Saint-Cyr Nugues (18 October 1774 – 25 July 1842) was a French general during the French Revolutionary Wars, Napoleonic Wars and the Hundred Days.

His name is engraved on column 39 of the Arc de Triomphe in Paris.

== Life==
===Early life===
He was born in Romans and baptised on the day of his birth in that town's church of Saint-Barnard. He was one of nine children born to wine and textile merchant Claude Étienne Nugues and his wife Charlotte Enfantin.

=== Revolution ===
After studying at the collège de Navarre, he won first prize in the general competition. In 1791, he joined the 8th la Drôme Volunteer Battalion, in which an elder brother was already a captain. He was made a sergeant but had to leave the army due to sight problems and instead became an assistant commissioner for war in October 1792. This allowed him to be part of the armée des Pyrénées in 1792–1793, then part of the army staff of the armée d'Italie.

Between 21 November 1793 and 15 October 1794, during the Reign of Terror, he was director of the offices of the Committee for Public Safety, coordinating and overseeing the imposing bureaucratic machinery which swelled and swelled as the Committee's prerogatives expanded. At its largest, in Year II, its fifty-four offices in twelve sections had almost 400 employees. He gained this role as he was a close friend of Marc-Antoine Jullien, eldest son of Marc-Antoine and Rosalie Jullien, who had become Robespierre's agent for the Grand Ouest.

On 18 September 1799 he rejoined the army as a temporary sub-lieutenant back on the staff of the armée d'Italie, with that rank confirmed on 2 May 1800. He became a temporary lieutenant on 11 December 1800, a temporary captain on 28 January 1801 and a full captain on 28 July 1801. He became aide de camp to general Suchet on 2 January 1802 and accompanied him into the Army of the Coasts of the Ocean.

===Empire and Hundred Days===
He stayed with Suchet on his move into the Grande Armée, took part in several campaigns in Germany and Poland and the battles of Austerlitz, Iena and Pultusk. On 2 January 1807 he was promoted to chef de bataillon and then to assistant-commander on 22 October 1808.

In 1808 he was always beside general Suchet as his chief of chief whilst the latter was head of 5th Corps in the Armée d'Espagne. Saint-Cyr Nugues gained distinction at Lérida (29 April – 14 May 1810), negotiated the surrender of Tortosa and took part in the assault on the Francoli fort (7 June 1811) during the siege of Tarragona. On 13 July 1811 he was made a baron of the empire, then promoted to brigadier general on 6 August the same year.
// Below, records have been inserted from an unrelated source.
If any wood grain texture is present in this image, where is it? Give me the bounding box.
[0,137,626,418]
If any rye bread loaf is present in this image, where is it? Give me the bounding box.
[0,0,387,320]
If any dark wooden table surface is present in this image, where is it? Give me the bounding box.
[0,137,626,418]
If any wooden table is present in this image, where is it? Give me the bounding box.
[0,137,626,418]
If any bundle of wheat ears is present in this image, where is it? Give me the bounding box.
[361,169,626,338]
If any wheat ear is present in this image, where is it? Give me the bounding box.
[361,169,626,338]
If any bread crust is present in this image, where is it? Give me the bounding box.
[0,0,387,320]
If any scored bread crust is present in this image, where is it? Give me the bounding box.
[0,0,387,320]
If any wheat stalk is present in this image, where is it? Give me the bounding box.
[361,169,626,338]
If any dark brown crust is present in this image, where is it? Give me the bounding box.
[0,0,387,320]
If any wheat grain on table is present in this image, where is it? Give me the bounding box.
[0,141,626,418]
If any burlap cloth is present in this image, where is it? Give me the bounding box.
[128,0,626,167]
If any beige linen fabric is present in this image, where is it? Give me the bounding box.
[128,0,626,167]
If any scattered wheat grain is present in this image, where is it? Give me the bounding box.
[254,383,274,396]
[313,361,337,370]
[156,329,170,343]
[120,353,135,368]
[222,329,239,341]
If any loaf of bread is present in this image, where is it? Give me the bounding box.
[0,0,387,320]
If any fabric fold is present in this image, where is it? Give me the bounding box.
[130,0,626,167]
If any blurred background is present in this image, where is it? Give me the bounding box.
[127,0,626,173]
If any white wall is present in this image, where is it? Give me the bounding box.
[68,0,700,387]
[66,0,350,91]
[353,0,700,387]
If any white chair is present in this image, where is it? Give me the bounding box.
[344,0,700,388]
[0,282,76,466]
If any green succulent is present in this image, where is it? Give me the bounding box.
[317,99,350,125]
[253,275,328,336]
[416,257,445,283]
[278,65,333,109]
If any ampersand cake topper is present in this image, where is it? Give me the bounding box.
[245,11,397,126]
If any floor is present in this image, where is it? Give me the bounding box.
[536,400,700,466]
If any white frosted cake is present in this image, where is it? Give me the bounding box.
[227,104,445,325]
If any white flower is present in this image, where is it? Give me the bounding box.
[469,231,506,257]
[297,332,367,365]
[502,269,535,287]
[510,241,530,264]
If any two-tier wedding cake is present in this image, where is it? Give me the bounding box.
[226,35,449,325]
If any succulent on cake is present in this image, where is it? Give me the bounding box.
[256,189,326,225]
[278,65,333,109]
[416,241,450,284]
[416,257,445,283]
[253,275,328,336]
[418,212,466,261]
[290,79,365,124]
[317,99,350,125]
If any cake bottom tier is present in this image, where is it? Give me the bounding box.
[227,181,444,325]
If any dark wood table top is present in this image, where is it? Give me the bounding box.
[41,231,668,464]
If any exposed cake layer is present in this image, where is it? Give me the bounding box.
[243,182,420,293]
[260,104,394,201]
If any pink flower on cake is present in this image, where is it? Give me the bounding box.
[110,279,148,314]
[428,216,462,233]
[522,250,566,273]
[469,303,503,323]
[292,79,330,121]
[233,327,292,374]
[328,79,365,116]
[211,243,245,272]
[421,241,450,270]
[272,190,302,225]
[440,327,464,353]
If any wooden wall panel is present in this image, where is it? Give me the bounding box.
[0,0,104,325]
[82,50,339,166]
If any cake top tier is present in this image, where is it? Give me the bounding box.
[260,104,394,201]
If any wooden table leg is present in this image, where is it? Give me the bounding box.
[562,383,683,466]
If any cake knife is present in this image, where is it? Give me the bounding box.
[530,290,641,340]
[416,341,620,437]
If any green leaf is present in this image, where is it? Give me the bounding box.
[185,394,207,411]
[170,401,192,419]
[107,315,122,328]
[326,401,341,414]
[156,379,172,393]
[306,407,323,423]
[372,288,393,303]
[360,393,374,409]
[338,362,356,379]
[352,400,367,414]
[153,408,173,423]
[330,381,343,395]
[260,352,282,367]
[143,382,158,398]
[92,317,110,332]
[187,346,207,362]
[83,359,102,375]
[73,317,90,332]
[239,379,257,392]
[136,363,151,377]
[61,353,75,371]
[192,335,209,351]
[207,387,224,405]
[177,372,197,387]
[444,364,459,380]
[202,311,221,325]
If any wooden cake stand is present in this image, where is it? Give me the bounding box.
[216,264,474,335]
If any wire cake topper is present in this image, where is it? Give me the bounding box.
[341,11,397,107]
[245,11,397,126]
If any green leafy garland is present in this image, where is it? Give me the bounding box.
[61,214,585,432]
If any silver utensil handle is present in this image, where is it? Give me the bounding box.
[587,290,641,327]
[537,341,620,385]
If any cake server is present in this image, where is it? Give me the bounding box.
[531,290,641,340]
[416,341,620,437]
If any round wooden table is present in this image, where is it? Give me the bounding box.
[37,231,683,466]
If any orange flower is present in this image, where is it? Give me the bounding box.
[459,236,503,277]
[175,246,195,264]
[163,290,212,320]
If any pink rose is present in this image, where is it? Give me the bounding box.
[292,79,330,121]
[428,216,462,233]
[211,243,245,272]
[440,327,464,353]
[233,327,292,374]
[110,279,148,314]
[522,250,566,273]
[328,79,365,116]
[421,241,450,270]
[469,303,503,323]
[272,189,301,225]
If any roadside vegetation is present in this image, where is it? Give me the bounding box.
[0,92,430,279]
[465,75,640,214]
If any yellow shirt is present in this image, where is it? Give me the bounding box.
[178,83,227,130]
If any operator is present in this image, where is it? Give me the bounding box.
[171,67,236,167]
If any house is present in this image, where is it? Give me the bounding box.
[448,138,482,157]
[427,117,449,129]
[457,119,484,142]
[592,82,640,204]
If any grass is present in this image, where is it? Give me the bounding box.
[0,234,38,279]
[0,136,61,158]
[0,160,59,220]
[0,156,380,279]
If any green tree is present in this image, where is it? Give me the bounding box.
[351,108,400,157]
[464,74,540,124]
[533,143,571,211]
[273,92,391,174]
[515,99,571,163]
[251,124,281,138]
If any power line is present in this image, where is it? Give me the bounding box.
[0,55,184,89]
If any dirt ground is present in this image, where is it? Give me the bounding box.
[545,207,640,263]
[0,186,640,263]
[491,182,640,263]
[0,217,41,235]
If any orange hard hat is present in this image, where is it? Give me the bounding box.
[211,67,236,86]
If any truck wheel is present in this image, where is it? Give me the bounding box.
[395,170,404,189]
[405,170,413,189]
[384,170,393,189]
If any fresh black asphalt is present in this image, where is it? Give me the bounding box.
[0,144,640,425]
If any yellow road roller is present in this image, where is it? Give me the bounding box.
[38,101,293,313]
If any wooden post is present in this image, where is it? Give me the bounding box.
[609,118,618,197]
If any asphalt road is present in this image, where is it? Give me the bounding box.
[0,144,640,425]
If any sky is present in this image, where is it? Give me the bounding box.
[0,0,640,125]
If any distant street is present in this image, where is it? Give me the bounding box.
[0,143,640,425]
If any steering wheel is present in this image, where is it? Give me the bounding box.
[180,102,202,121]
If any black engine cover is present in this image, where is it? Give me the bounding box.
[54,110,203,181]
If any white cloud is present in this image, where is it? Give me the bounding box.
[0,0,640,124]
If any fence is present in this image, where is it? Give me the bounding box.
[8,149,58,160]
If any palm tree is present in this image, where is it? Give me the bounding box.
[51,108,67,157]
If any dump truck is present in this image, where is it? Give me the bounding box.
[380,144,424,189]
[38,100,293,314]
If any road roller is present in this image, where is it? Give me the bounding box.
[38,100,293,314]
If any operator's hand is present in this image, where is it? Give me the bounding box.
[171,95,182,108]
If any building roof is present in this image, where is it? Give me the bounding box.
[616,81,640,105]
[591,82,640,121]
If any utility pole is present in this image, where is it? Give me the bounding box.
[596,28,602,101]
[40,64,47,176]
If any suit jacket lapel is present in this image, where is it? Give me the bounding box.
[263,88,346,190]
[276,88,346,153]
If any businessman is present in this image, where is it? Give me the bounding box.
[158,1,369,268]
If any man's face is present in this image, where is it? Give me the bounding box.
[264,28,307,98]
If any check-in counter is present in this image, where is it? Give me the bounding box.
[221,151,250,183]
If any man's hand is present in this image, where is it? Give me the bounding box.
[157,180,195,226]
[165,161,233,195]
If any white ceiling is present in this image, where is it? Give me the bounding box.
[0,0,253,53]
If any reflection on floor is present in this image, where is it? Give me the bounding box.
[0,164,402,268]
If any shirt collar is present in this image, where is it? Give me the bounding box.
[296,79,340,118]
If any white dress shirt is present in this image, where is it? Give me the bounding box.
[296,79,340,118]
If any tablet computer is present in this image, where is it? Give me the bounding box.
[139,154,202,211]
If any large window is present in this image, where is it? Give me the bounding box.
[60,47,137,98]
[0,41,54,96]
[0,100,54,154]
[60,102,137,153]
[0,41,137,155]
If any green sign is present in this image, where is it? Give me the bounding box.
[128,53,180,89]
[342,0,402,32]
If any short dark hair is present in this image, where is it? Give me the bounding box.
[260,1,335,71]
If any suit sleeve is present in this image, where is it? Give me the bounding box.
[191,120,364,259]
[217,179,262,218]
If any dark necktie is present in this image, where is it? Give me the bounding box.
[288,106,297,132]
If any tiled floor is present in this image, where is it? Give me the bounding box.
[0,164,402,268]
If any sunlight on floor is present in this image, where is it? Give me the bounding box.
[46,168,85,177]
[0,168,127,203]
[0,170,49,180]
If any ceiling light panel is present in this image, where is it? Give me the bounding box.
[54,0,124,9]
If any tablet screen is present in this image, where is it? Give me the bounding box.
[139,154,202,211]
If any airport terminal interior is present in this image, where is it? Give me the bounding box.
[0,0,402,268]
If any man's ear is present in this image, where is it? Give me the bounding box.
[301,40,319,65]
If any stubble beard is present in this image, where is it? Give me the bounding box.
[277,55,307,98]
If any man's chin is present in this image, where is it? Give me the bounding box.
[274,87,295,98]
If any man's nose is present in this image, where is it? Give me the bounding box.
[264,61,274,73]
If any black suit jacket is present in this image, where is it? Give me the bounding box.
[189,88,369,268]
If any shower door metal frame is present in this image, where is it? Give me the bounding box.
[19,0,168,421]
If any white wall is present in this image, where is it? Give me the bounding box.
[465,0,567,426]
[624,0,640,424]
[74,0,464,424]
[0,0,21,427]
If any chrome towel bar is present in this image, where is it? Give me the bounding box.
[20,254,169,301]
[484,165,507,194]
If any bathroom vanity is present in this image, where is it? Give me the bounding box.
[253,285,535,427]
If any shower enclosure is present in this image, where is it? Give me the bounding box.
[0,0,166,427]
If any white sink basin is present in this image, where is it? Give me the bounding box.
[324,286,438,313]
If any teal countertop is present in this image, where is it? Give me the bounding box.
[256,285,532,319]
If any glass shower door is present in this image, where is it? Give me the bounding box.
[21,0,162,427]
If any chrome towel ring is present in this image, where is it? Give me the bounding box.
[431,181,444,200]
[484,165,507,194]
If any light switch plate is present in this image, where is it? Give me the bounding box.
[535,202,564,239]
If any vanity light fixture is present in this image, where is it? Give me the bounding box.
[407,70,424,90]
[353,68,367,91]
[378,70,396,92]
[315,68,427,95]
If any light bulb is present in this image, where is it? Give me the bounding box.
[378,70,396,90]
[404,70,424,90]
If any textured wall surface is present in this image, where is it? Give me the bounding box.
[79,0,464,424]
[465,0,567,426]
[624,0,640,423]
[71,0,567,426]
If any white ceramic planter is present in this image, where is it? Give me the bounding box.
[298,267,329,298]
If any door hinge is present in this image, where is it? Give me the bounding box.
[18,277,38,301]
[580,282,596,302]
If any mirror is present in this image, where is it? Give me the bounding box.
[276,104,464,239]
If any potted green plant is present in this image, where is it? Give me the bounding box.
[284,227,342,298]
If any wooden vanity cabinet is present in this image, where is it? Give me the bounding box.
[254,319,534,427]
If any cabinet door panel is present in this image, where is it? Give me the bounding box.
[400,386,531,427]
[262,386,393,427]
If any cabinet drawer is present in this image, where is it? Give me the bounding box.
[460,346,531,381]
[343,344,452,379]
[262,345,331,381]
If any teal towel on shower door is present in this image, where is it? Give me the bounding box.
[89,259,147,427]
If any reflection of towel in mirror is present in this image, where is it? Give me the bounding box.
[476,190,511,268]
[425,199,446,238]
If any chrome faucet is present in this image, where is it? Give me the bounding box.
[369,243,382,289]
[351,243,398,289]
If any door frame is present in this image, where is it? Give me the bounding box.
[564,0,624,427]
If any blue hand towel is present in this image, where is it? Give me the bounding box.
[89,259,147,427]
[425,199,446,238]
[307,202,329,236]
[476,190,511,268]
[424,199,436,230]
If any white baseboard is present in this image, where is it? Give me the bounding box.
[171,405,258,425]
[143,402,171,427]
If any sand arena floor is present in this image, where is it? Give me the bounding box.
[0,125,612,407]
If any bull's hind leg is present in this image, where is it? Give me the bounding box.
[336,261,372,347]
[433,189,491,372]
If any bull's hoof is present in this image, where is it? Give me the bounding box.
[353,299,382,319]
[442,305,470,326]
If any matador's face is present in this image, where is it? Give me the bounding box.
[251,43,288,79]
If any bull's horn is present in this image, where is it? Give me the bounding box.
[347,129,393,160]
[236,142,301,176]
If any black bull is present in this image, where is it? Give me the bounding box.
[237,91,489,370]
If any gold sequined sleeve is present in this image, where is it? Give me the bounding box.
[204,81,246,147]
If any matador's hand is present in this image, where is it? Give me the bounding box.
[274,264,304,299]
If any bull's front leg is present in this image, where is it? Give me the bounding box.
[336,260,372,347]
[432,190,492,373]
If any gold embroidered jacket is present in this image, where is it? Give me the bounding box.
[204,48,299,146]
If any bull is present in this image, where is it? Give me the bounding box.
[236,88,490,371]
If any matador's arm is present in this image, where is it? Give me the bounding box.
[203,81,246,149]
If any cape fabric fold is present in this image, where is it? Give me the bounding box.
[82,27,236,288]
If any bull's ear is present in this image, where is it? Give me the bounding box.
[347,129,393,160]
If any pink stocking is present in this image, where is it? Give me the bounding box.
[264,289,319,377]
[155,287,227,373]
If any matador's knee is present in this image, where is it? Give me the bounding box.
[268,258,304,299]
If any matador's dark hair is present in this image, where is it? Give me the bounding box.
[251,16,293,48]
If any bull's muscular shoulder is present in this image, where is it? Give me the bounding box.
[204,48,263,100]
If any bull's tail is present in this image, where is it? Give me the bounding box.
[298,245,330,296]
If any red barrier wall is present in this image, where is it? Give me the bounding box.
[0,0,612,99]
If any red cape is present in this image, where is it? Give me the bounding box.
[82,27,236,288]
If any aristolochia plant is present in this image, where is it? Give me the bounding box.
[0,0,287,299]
He also fought bravely at the Siege of Valencia from 26 December 1811 to 9 January 1812. He became chief of staff to the Army of Aragon and Catalonia in 1813 and appreciated the assistance sent by the Kingdom of Naples under generals Severoli and Bertoletti. The restored monarchy made him a knight of the Order of Saint Louis on 27 June 1814, but the following year he rejoined marshal Suchet in the Armée des Alpes during Napoleon's Hundred Days. He was finally placed on the non-active list on 1 October 1815.

=== 1816–1842 ===
After twenty years' service, the second restoration of the French monarchy allowed him to retire and return to Romans. From December 1816 to November 1821 he was mayor of Chanos-Curson near Romans and during that time, in 1818, he was made head of a commission repairing France's border defences. It made its suggestions later in 1818 but these were only adopted in 1830. He joined the Spanish Expedition as chief of staff to general Jacques Alexandre Law de Lauriston on 18 June 1823, fighting at the Siege of Pamplona that September and rising to lieutenant general on 18 November the same year.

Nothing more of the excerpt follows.